As I balanced our numerous suitcases on a cart I pulled Adlai out of his car seat. There was a damp feeling around his waist, which was followed by the unmistakable smell, which confirmed the worst. Adlai had pooped through his clothes. We decided to press on and check in. I held Adlai at arm’s length as we successfully navigated security. At the check in desk the lady did not seem at all perturbed by the brownie yellow now clearly visible through my son’s clothes. She cooed at him in the usual way and despite his disposition he obliged her with a smile.
Bags checked and nappy and clothes changed, we passed through further security with a little more cooing from various members of staff. This all seemed a little unprofessional but they are not the sort of people you question.
We were sat in the bulkhead seats of the plane and Adlai was given a crib, though he didn’t seem too sure about it.. For the most part people on the plane seemed to be glad of the distraction Adlai provided. Others seemed to eye him nervously, presumably worried that he’d scream a lot rather than fearing that he posed some kind of security threat. As it turns out these people had nothing to worry about on either count.
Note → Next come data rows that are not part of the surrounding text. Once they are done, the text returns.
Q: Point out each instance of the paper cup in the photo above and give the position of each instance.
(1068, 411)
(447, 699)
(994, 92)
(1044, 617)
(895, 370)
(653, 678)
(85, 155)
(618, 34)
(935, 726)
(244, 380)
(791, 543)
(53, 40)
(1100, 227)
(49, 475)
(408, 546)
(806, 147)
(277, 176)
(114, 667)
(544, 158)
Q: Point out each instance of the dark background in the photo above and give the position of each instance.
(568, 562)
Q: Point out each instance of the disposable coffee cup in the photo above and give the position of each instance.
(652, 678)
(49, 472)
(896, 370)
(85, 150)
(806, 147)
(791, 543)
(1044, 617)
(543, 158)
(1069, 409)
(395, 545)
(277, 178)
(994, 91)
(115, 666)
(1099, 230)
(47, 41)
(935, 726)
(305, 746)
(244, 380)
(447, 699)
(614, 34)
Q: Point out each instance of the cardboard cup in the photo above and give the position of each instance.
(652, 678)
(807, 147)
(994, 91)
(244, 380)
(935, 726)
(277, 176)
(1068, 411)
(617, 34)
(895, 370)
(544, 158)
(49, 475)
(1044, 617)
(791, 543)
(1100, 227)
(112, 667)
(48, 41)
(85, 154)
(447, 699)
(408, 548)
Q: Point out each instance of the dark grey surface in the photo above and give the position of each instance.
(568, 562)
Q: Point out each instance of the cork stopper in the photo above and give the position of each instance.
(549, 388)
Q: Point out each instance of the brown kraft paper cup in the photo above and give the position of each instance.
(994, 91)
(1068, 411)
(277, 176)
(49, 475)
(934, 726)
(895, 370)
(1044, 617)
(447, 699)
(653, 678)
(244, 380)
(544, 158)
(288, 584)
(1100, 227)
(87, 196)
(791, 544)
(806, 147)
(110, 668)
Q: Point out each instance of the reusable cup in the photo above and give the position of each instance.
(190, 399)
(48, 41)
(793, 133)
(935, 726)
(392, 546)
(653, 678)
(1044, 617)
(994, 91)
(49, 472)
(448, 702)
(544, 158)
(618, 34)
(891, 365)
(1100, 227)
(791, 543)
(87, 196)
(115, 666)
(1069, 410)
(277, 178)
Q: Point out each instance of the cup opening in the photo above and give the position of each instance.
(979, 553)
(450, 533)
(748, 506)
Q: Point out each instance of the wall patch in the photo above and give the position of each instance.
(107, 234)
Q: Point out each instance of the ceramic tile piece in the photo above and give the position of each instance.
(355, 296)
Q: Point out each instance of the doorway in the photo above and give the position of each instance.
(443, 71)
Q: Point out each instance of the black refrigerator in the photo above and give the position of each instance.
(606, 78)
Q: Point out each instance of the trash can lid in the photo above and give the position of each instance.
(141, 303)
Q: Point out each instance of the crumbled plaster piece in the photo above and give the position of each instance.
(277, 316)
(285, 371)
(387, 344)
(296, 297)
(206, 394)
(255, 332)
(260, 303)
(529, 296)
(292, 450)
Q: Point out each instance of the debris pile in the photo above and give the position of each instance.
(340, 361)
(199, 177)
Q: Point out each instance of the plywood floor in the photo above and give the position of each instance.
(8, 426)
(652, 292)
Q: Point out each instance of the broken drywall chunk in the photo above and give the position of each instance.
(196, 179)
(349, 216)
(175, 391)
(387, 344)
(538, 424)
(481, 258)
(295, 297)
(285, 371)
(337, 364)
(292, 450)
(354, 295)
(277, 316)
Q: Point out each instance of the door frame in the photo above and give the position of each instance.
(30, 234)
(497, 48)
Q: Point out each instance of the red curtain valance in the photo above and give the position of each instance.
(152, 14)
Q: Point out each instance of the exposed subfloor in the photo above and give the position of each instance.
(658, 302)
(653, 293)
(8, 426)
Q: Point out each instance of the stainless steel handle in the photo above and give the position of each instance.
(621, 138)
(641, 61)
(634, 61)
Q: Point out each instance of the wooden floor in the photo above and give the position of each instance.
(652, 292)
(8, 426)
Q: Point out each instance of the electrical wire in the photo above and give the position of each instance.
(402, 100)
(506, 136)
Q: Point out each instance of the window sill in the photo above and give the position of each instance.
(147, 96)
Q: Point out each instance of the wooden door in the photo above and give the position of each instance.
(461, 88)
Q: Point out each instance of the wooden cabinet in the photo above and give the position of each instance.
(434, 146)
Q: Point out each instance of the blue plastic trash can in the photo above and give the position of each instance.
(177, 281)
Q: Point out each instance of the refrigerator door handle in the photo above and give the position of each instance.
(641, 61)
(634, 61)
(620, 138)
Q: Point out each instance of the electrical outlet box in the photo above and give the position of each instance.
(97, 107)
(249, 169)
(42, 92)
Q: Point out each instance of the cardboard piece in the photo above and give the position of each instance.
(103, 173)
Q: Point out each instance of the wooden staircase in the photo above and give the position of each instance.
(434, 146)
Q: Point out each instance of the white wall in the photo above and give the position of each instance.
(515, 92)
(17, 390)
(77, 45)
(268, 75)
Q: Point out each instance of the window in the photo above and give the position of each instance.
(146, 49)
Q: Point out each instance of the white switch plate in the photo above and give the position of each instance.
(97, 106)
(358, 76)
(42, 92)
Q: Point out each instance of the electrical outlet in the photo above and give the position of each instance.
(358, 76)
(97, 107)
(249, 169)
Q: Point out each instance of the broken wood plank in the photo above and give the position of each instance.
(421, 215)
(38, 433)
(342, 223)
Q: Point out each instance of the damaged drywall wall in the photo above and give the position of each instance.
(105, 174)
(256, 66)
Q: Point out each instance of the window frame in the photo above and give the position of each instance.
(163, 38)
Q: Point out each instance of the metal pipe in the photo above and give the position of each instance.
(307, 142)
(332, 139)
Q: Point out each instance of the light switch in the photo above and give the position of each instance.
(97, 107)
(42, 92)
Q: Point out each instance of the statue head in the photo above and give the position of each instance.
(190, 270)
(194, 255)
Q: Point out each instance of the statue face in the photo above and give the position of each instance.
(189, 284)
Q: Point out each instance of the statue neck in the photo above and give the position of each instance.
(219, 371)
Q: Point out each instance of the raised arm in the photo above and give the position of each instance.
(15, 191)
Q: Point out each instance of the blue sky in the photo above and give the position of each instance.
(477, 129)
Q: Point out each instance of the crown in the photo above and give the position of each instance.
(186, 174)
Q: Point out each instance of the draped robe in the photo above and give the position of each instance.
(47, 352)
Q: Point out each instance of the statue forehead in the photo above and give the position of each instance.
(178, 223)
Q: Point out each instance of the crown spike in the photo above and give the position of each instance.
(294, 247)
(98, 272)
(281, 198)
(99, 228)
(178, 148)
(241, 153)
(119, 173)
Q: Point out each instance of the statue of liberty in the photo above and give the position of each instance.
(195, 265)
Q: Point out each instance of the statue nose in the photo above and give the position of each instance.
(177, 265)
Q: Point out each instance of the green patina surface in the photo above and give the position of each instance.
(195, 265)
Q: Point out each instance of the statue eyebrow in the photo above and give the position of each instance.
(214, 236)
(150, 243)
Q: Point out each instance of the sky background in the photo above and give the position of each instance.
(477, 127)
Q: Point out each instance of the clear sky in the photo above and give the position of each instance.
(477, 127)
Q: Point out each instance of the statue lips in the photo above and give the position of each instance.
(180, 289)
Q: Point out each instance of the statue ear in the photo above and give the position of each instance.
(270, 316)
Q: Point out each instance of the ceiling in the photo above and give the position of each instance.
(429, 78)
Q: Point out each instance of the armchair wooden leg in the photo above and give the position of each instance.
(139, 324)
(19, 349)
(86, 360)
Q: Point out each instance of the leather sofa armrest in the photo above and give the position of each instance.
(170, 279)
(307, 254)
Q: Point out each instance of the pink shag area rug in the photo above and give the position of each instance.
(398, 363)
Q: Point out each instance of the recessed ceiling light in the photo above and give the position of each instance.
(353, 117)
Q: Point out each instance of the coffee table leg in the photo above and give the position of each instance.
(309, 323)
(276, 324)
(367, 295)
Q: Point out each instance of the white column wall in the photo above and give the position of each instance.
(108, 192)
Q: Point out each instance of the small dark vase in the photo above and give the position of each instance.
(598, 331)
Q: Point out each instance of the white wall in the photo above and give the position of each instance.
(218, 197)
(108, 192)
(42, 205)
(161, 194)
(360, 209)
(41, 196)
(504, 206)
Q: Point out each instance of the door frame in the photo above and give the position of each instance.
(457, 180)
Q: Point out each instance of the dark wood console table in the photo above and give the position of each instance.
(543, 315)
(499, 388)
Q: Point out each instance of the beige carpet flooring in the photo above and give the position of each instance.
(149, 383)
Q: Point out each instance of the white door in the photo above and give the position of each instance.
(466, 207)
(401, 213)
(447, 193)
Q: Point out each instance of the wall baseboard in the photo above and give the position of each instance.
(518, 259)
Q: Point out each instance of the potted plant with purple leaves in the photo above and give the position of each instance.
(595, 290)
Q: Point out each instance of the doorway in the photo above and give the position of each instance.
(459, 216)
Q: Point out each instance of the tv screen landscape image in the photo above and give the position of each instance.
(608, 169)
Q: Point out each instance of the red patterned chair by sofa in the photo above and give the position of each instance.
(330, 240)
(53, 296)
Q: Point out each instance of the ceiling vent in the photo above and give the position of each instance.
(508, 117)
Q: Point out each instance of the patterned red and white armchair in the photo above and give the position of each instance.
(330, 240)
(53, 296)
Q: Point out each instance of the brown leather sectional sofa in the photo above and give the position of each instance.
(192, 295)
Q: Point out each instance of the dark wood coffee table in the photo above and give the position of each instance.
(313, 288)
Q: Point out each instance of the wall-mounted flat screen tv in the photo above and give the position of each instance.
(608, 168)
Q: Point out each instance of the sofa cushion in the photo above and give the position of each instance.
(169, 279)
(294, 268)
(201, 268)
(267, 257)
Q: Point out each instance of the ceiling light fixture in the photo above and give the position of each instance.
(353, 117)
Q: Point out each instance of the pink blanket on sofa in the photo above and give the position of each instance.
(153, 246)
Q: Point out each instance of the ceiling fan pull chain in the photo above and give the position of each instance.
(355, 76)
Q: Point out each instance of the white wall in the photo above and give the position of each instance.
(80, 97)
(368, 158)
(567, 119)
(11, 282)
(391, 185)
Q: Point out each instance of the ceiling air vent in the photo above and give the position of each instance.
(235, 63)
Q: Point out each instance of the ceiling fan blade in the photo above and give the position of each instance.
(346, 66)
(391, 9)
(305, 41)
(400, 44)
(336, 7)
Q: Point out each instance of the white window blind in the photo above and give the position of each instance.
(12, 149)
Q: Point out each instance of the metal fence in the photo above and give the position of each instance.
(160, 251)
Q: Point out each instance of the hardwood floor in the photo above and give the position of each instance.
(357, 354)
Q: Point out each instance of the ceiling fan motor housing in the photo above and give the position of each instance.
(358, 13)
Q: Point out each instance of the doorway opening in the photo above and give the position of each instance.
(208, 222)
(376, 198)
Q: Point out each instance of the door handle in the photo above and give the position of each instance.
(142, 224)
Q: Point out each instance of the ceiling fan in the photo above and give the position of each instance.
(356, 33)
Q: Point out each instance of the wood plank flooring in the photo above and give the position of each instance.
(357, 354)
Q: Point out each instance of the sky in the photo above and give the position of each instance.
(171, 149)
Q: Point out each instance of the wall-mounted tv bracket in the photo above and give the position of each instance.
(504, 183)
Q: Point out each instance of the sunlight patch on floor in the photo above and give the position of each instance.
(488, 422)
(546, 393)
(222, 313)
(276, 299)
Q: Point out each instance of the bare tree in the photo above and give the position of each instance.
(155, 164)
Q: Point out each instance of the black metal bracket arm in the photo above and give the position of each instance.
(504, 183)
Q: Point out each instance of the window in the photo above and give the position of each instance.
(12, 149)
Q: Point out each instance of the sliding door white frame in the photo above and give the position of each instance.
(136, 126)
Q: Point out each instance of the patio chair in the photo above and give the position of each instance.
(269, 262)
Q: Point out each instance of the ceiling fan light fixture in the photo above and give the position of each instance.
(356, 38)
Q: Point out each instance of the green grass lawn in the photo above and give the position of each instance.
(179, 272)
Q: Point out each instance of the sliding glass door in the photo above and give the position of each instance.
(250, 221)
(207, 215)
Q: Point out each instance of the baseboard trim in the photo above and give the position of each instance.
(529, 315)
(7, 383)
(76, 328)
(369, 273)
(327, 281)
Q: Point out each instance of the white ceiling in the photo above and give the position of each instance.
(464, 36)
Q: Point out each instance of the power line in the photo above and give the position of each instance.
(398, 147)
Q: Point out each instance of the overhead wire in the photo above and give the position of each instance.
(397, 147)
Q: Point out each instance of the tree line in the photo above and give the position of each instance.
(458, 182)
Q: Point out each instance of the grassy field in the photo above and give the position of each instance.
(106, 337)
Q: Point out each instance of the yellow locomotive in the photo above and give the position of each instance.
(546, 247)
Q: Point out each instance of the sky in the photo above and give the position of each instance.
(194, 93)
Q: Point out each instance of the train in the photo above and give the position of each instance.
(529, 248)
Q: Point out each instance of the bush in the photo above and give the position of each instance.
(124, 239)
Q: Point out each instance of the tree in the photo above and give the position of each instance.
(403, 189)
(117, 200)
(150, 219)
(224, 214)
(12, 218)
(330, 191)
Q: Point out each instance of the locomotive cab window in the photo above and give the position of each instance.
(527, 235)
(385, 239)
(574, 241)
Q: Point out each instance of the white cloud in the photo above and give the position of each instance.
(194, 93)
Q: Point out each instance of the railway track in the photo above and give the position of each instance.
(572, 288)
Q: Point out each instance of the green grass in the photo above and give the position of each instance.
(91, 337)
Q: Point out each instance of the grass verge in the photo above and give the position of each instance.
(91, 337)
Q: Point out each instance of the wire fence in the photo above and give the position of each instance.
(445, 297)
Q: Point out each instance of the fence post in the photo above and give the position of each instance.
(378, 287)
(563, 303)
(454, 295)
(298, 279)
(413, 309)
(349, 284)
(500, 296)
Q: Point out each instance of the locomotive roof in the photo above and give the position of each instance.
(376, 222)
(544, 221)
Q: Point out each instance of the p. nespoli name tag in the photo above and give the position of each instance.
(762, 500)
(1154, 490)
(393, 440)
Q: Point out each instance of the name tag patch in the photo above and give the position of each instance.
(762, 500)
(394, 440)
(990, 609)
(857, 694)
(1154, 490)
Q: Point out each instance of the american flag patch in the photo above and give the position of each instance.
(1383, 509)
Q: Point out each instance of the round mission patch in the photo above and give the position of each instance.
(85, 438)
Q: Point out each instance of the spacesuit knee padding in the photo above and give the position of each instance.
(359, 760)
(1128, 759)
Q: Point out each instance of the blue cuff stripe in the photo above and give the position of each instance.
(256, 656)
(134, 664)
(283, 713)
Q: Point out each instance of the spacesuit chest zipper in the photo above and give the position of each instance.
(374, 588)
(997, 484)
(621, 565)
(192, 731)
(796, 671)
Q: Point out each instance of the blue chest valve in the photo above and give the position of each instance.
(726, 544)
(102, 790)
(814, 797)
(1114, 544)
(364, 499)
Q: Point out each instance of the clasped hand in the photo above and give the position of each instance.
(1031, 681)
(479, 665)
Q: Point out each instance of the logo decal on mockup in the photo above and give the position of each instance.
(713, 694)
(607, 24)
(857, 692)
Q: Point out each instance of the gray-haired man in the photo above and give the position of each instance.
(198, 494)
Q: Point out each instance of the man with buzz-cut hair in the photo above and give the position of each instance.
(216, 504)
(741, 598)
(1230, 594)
He slept through take off and got through the journey by sucking on cups and staring at the TV screen, which was located just above his crib and plotted our depressingly slow progress.
Upon our arrival in Adlai’s other homeland, we were met by his Grandpa (Pappy), his aunt, and two of his great-grand parents. Appropriately emotional scenes ensued. The excitement kicked up another notch when we saw our mode of transport. Pappy had picked us up in his truck which gets ½ mile to the gallon and is approximately the size ofEngland. We had arrived inAmerica.